La presencia de la monarca británica, su esposo Felipe, su heredero Carlos, su nieto Guillermo y toda la familia real durante estos días en diversos eventos programados en las playas normandas ha dado un cariz de papel couché a la conmemoración, en medio de la tensión provocada por los desencuentros entre Barack Obama y Vladimir Putin con la crisis de Ucrania como telón de fondo.

Los elegantes trajes de cóctel, pamelas y sombreros exhibidos por Isabel II, Camilla Parker o Kate Middleton rivalizaban con los uniformes de gala que han lucido el Duque de Edimburgo, el Príncipe de Gales o el Duque de Cambridge, contagiando a otras damas de la realeza europea presentes en la comida del Château de Bénouville y en la posterior ceremonia de la Sword Beach en Ouistream cierto espíritu como de garden party jetsetter en Ascot. ¡Pero si hasta estaba Alberto II de Mónaco -sin la embarazada Charlene- en la mesa presidencial del almuerzo oficial!

En estas circunstancias, el premio al traje más floreado sería para la reina Matilde de Bélgica, en tanto que el atuendo más soso corrió a cargo de María Teresa, Gran Duquesa de Luxemburgo. Mientras que algunos soberanos vinieron con sus consortes, los jefes de estado y de gobierno lo hicieron solos, conscientes del clima de guerra fría que se palpaba en el ambiente.

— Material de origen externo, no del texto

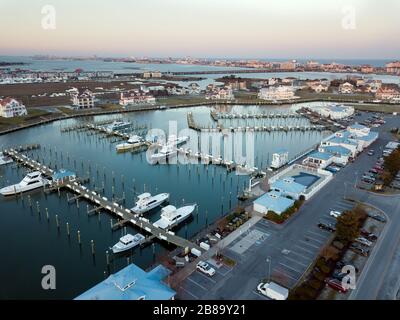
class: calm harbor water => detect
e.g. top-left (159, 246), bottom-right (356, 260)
top-left (0, 106), bottom-right (328, 299)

Entre estos, el trofeo para el menos elegante recayó en Vladimir Putin, el único de los convocados que llegó a la cita dentro de un cochazo en mangas en camisa y se puso la chaqueta al salir del auto, ante la mirada incrédula de François Hollande, que había acudido a la puerta del castillo a recibirle. El líder de la Federación Rusa realizó la operación inversa al despedirse. Antes de subirse al vehículo oficial que había de llevarle al aeropuerto, se deshizo de la molesta chaqueta como si la limusina tuviera estropeado el aire acondicionado. O quizá es que estos rusos no toleran las temperaturas veraniegas que se alcanzaron en el litoral normando.

Por la noche, con menos dignatarios extranjeros y más glamour local, el dress code era de rigurosa etiqueta en la cena elísea en honor de la reina. Ya no había sombreritos, sino diademas, las señoras lucían traje largo y los caballeros gastaban esmoquin o terno oscuro. Entre los 240 invitados figuraban no pocos ministros del gobierno de Manuel Valls, empresarios de éxito como Bernard Arnault y celebrities galas de la talla de Carole Bouquet, Charlotte Gainsbourg, Jane Birkin, la tenista Marion Bartoli o el entrenador del Arsenal Arsène Wenger.

En el menú, creado por el chef de palacio Guillaume Gomez siguiendo las estrictas consignas de Buckingham, no debía haber platos pesados del tipo caracoles con ajo o ancas de rana y mucho menos carne de caballo, dado que los Windor son grandes amantes de la hípica y su majestad todavía monta a los 80 años. Por contra, Isabel II adora el foie gras, a pesar de que su primogénito Carlos lo considera maltrato a las pobres ánades. Un plato de cordero con verduras estacionales y una selección de cinco quesos precedieron a un postre creativo bautizado como "Sensación de verano". Todo ello, regado con Sauternes -para el foie y los quesos-, Burdeos tinto -con el cordero- y mucho champagne.

"Todavía recuerdo la primera vez que vine a este ciudad, en 1948", recordó la reina antes de pasar a la mesa. "Gran Bretaña y Francia están ligadas por experiencias comunes de luchas y reconciliaciones, unidas por una mezcla única de amistad, rivalidad, buen humor y admiración", ha añadido su majestad para luego brindar con Hollande en copas talladas. Este sábado, a primera hora, el presidente francés acompañará a su ilustre invitada a visitar el mercado de flores parisino: un lugar que le trae muy buenos recuerdos ya que lo descubrió hace décadas, con su marido, cuando estaba embarazada de su primer hijo.